Protecting data is integral to tax preparation; ransomware becomes a consistent concern. Attackers know that timing is everything, and locking systems during peak filing windows puts enormous pressure on companies to pay up. The potential consequences of missed deadlines, regulatory headaches, and damage to customer trust can push even the most prepared organizations into difficult decisions. These attacks aren’t just about money; they’re about control, and tax season gives attackers additional leverage.
ASPM and Why Visibility and Contextual Insight Matter
Preventing attacks on tax software starts with knowing what your application is made of, and where the risks are hiding. By gaining visibility into the application security posture, organizations can better understand how risks connect across the development pipeline and address vulnerabilities before they’re exploited. Most platforms rely on a complex web of open-source libraries, third-party packages, configuration files, proprietary code and environment variables. That’s why security can’t just focus on the surface. It must look deeper, into how the software is built, what components it relies on, and how sensitive data might be exposed.
Automated tools play an essential role here. Tracking this manually in a fast-moving continuous integration and continuous delivery (CI/CD) environment isn’t realistic. Application Security Posture Management (ASPM) helps make sense of sprawling signals, tying together vulnerability data, misconfigurations, hardcoded secrets, and other risks into a single, contextual view. Rather than relying on scattered tools or one-off scans, ASPM gives teams a unified view of their security posture. This insight is crucial in high-stakes environments like tax software, where even one breach can ripple across connected systems, clients, and institutions.
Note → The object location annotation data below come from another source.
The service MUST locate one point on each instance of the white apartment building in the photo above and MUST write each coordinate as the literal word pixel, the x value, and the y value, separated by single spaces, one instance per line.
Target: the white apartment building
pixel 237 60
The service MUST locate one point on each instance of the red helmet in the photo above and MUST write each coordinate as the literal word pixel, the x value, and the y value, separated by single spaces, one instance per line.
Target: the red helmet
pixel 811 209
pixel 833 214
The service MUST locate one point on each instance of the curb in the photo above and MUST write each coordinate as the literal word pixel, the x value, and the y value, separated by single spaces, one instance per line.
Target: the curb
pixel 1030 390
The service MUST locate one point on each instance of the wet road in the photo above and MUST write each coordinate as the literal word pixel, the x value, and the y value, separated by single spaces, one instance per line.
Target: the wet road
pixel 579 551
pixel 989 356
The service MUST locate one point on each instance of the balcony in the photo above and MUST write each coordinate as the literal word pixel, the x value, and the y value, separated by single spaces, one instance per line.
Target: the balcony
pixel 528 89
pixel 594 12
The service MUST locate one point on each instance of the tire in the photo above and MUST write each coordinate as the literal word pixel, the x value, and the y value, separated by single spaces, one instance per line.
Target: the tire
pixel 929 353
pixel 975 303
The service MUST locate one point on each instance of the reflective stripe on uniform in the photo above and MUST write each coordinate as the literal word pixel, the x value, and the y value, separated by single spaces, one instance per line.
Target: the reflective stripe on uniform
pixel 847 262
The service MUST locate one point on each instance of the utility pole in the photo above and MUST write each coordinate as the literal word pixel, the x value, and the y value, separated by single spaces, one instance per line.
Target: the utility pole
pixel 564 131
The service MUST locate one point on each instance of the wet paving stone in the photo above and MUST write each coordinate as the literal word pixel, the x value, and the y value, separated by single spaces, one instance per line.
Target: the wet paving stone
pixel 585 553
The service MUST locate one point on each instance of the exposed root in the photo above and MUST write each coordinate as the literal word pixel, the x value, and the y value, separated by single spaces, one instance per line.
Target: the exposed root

Good security hygiene also means tight control over who has access to what, and making sure permissions aren’t left open longer than necessary. Tools that can detect exposed secrets in code, enforce access governance, and correlate vulnerabilities across the software development lifecycle (SDLC) allow teams to reduce risk without slowing down development. With this kind of visibility and context, teams can make smarter decisions and reduce the risk of a small oversight leading to a breach.
Final Thoughts
This tax season let's examine the present security gaps and the governance that we use to protect vital taxpayer information. While it may land on the individual to keep an eye out for phishing attempts, organizations and tax software companies have an even bigger role to play with much more drastic consequences. Simple vulnerabilities, left to their own devices, can leave organizations scrambling and taxpayers fending for themselves.
Gaining proper visibility and continuous monitoring capabilities is the only way to ensure that providers enforce a strict policy to stop attacks before they start. That means understanding what code is being used, where it’s coming from, who has access, and where the most significant risks lie. It’s not just about plugging gaps after something goes wrong; it’s about building defensible systems from the start and keeping them active throughout the lifecycle.